Up to 72 Hours After a Rape

  • If you want to report the rape, go to the hospital as soon as you can. If possible, don’t change clothes, don’t wash, and don’t douche. But if you’ve already done these things, don’t let that stop you from getting help. Take as much evidence with you as you can — like underwear or other clothing that hasn’t been washed yet. Doctors can gather evidence several days after a rape. The hospital also will check you for STDs and give you treatments to help prevent them.
  • If you aren’t sure what to do, call a rape crisis center. Search online for local numbers or call the national sexual assault hotline at (800) 656-HOPE. Rape crisis calls are anonymous and confidential. The counselor can explain the law in your area and give you advice on what to do.
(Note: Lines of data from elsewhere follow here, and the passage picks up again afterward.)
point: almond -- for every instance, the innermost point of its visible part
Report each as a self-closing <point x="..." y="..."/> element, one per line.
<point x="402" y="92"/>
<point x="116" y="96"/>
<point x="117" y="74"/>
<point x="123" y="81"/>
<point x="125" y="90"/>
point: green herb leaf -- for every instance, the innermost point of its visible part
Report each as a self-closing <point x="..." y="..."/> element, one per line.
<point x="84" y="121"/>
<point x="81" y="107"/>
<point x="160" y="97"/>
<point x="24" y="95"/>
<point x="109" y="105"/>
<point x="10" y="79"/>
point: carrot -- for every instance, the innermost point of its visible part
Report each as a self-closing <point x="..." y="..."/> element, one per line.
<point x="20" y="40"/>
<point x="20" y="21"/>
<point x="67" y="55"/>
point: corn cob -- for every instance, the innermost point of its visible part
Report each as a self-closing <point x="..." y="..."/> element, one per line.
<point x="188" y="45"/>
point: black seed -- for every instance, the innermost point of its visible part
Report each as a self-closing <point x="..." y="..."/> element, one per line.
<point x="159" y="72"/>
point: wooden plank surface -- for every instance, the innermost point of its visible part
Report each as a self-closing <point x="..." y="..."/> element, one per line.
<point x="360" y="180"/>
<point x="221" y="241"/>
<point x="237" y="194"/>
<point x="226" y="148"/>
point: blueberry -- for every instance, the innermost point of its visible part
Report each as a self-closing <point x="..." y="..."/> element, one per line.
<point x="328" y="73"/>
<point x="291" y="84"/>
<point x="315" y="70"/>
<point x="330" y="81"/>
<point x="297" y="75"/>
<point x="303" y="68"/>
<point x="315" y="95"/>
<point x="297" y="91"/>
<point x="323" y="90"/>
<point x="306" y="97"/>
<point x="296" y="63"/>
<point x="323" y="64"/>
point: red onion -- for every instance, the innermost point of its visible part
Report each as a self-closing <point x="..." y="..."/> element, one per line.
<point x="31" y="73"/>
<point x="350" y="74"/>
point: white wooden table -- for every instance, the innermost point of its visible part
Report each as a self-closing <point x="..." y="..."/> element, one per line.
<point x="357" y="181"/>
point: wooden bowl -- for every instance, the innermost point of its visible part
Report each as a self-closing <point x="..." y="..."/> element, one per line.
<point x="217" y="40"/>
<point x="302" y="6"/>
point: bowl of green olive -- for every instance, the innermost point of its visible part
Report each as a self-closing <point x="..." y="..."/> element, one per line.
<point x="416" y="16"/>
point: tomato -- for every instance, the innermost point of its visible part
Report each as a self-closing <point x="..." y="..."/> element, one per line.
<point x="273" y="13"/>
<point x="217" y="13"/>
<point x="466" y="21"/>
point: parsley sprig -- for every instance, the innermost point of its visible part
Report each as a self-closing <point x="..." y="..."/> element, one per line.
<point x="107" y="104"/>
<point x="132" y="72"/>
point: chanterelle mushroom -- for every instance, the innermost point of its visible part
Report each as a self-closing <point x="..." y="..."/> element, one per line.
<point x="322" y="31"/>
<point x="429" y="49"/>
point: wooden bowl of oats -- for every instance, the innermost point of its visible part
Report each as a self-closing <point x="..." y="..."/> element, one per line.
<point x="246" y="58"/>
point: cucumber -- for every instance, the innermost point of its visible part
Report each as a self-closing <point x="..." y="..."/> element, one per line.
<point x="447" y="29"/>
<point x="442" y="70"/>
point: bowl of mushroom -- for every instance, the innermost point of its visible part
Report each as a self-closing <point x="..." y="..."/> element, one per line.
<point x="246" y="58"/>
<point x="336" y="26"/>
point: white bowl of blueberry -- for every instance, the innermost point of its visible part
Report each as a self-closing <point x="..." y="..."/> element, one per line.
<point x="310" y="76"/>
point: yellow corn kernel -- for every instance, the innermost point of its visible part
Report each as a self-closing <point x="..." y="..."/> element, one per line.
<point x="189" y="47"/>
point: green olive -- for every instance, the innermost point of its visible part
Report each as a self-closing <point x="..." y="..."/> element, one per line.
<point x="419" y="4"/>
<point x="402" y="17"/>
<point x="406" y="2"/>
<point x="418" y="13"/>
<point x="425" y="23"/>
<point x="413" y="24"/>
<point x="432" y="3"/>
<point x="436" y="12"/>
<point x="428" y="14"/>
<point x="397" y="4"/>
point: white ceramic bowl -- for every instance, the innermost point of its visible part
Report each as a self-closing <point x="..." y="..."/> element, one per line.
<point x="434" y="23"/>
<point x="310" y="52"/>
More Than 72 Hours After a Rape

  • If you want to report the rape, call the police or a rape crisis center. A rape crisis center is a good place to start if you were raped a while ago. They can give you advice on the best approach to take (for instance, if you should go to the hospital or contact the police first).
  • If you just want to talk or need counseling, call a rape support line. Search online for local numbers or call the national sexual assault hotline at (800) 656-HOPE. Rape crisis calls are anonymous and confidential. They will put you in touch with someone in your area who can help. Some rape crisis centers offer short-term counseling help.

Reporting a Rape

The sooner a rape is reported, the better. Quick reporting increases the chances that rapists will be caught and prevent them from hurting someone else. But you can still report a rape months or, in some states, even years after it happens. Different states have different rules. To find out more about rape laws in your area, go to the Rape, Abuse and Incest National Network (RAINN) (RAINN) website.

Rape isn’t just physically damaging — it can be emotionally traumatic as well. It may be hard to think or talk about something as personal as being raped by someone you know. A trained rape crisis counselor or other mental health professional can give you the right care and support to begin the healing process. Working things through can help prevent lingering problems later on.